Specifies what action the server should take once the recovery target is reached.
At a glance
| Property | Value |
|---|---|
| Parameter | recovery_target_action |
| Category | Write Ahead Log |
| Default | pause |
| Value type | enum |
| Change scope | Per-session (SET) |
| Available in | PostgreSQL 12, 13, 14, 15, 16, 17, 18, 19 (added in 12) |
What it does
Specifies what action the server should take once the recovery target is reached. The default is pause, which means recovery will be paused. promote means the recovery process will finish and the server will start to accept connections. Finally shutdown will stop the server after reaching the recovery target.
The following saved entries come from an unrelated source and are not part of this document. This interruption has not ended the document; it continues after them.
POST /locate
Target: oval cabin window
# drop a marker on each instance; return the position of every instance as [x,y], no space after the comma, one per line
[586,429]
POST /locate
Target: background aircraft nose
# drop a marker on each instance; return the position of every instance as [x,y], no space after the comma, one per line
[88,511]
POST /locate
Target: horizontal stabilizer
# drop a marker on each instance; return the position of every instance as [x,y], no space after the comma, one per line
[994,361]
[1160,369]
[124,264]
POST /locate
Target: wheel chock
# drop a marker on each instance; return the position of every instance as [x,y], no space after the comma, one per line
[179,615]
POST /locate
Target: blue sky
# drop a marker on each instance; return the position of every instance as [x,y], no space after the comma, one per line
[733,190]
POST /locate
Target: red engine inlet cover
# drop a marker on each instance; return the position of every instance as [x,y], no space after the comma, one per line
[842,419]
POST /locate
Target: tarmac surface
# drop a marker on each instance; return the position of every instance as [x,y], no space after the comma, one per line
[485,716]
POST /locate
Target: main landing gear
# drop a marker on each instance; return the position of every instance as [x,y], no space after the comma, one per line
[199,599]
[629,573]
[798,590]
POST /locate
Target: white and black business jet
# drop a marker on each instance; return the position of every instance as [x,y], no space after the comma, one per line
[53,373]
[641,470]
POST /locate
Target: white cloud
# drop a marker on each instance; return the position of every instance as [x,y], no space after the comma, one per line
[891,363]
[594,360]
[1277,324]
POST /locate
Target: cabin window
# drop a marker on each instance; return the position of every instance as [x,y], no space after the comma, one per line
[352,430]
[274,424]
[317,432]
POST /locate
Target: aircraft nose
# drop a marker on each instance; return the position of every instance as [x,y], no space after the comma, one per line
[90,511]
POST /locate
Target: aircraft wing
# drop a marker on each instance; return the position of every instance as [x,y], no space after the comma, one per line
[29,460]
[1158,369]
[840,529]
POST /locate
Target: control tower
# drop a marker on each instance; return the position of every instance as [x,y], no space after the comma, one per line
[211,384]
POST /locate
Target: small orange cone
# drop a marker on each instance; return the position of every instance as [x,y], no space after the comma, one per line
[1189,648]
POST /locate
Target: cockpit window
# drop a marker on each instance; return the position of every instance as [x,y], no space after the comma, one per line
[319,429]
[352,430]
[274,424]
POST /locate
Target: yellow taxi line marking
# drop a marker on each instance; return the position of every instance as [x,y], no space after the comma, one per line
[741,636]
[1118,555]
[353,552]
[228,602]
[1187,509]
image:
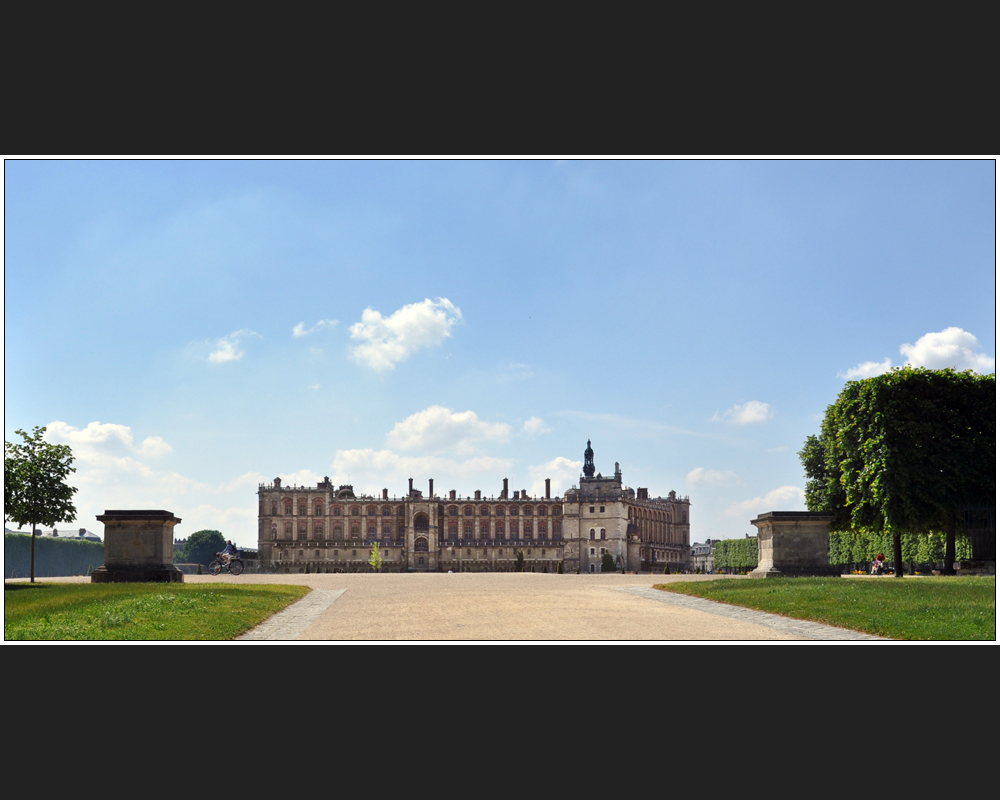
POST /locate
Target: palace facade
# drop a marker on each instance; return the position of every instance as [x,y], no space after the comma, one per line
[326,529]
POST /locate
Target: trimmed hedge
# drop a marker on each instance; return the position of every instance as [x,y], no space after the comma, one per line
[53,557]
[851,550]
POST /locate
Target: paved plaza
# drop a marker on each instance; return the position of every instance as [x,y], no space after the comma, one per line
[515,607]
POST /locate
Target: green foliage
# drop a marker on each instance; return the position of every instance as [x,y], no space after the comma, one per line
[902,451]
[139,611]
[201,547]
[736,555]
[53,556]
[35,491]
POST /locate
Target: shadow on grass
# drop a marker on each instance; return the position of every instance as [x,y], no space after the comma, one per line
[13,587]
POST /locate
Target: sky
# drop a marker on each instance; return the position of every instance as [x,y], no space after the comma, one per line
[192,329]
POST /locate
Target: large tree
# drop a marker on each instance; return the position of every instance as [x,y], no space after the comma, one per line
[904,452]
[35,491]
[201,547]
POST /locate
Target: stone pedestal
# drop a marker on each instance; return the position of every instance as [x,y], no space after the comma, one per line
[793,544]
[138,547]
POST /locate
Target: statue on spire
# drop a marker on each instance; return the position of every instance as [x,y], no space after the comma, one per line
[588,461]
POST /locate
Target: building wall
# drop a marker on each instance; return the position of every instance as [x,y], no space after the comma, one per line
[326,529]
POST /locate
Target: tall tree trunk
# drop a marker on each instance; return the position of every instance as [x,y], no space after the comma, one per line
[949,545]
[897,554]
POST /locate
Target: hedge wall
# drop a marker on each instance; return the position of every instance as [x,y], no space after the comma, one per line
[53,557]
[850,550]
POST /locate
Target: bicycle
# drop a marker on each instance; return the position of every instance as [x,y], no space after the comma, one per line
[234,566]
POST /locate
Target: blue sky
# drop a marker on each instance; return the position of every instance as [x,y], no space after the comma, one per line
[192,328]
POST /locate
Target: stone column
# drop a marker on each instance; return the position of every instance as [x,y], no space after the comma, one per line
[138,547]
[793,544]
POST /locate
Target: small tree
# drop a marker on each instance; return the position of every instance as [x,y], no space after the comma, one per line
[201,547]
[35,491]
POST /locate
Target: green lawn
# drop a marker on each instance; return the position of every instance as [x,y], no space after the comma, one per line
[913,608]
[139,611]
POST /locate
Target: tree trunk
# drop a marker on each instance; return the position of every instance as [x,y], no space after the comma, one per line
[949,545]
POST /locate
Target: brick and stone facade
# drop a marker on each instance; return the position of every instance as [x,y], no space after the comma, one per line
[330,529]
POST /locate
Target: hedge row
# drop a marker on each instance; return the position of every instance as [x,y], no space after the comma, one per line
[850,549]
[53,557]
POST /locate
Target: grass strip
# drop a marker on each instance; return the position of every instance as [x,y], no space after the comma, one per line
[930,609]
[139,611]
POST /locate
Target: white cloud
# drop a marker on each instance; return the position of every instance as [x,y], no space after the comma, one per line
[438,428]
[951,347]
[98,433]
[869,369]
[563,473]
[228,347]
[753,411]
[786,498]
[371,470]
[301,329]
[389,340]
[535,427]
[700,476]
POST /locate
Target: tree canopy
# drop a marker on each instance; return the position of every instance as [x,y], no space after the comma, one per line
[201,547]
[904,451]
[35,491]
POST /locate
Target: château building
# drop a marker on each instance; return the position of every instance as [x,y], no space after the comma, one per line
[326,529]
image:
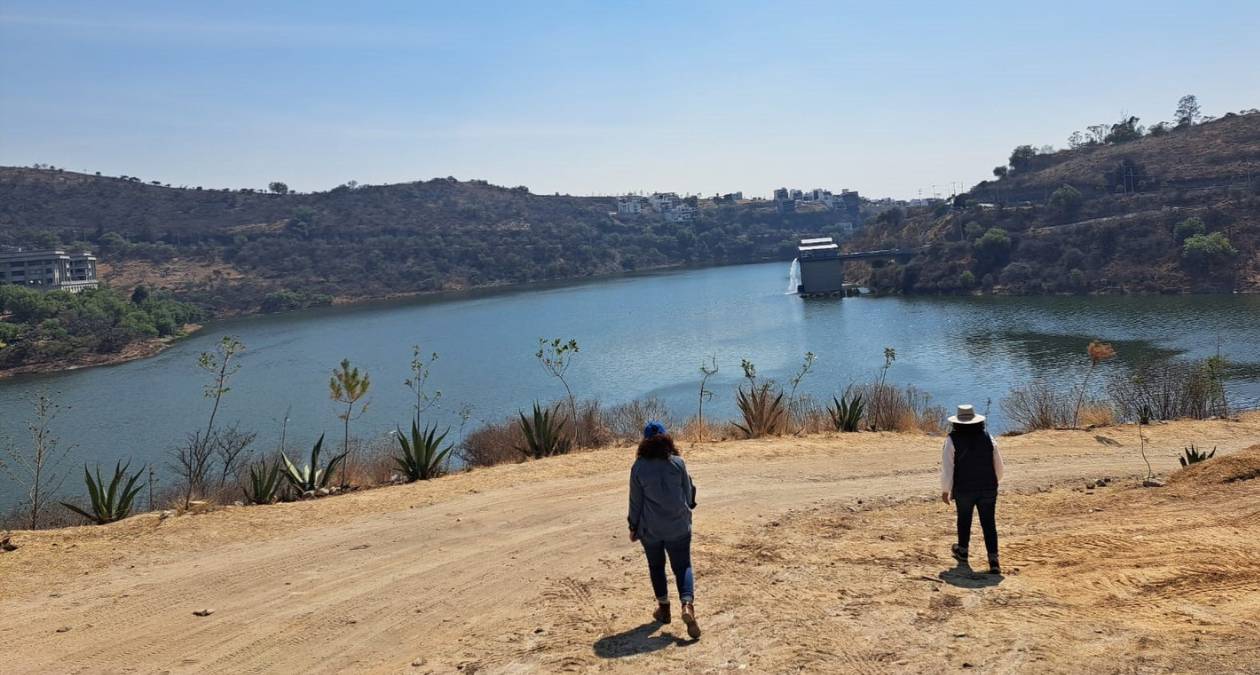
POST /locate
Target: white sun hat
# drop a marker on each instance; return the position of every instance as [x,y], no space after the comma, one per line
[967,416]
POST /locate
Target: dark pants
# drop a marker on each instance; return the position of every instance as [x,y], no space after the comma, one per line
[984,501]
[679,552]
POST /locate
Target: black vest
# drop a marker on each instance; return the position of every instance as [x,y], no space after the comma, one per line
[973,460]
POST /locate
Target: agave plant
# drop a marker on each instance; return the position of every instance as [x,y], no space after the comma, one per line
[265,482]
[544,435]
[108,504]
[311,477]
[1195,456]
[847,412]
[422,455]
[762,409]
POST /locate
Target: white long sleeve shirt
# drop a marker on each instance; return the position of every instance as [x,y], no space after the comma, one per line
[948,464]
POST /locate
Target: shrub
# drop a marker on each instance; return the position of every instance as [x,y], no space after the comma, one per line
[1206,251]
[265,482]
[544,435]
[847,412]
[992,249]
[1038,406]
[1164,391]
[1193,455]
[493,443]
[311,477]
[625,421]
[1065,202]
[762,409]
[108,504]
[421,457]
[892,408]
[1188,228]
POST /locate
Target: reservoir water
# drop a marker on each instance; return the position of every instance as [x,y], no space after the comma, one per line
[639,335]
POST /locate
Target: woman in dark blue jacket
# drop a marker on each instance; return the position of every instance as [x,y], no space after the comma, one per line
[662,498]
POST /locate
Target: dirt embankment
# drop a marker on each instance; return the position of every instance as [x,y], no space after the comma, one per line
[141,349]
[812,554]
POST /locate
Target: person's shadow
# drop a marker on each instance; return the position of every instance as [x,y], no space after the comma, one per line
[639,640]
[964,577]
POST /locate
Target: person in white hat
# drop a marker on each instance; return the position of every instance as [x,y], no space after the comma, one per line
[970,471]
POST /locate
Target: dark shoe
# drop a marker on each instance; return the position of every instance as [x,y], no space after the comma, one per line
[693,629]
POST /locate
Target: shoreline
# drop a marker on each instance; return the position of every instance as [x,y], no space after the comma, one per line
[151,348]
[134,351]
[852,520]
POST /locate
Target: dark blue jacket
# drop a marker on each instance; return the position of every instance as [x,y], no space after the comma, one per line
[662,498]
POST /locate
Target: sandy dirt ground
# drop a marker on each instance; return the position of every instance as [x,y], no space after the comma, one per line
[812,554]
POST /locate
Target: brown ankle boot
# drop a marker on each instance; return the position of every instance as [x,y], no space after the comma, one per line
[693,629]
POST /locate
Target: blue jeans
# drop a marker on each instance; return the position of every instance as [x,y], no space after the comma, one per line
[679,559]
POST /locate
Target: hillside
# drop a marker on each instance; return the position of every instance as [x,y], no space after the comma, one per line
[232,249]
[1113,229]
[824,553]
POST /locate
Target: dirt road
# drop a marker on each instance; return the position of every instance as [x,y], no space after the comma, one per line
[822,553]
The intended use of the pause setting is to allow queries to be executed against the database to check if this recovery target is the most desirable point for recovery. The paused state can be resumed by using pg_wal_replay_resume() (see functions_recovery_control_table), which then causes recovery to end. If this recovery target is not the desired stopping point, then shut down the server, change the recovery target settings to a later target and restart to continue recovery.
(Description quoted from the official PostgreSQL documentation.)
How to apply a change
Can be set per session with SET, per role/database with ALTER ROLE/DATABASE ... SET, or globally in postgresql.conf.
Inspect the current value and source with SHOW recovery_target_action; or SELECT name, setting, unit, context, source FROM pg_settings WHERE name = 'recovery_target_action';.
Tuning guidance
This is a point-in-time-recovery control, used only while restoring a backup, not during normal operation. Set it in the recovery configuration to define the exact stopping point or restore action you want, perform the recovery, then remove it. It has no effect on a normally running primary.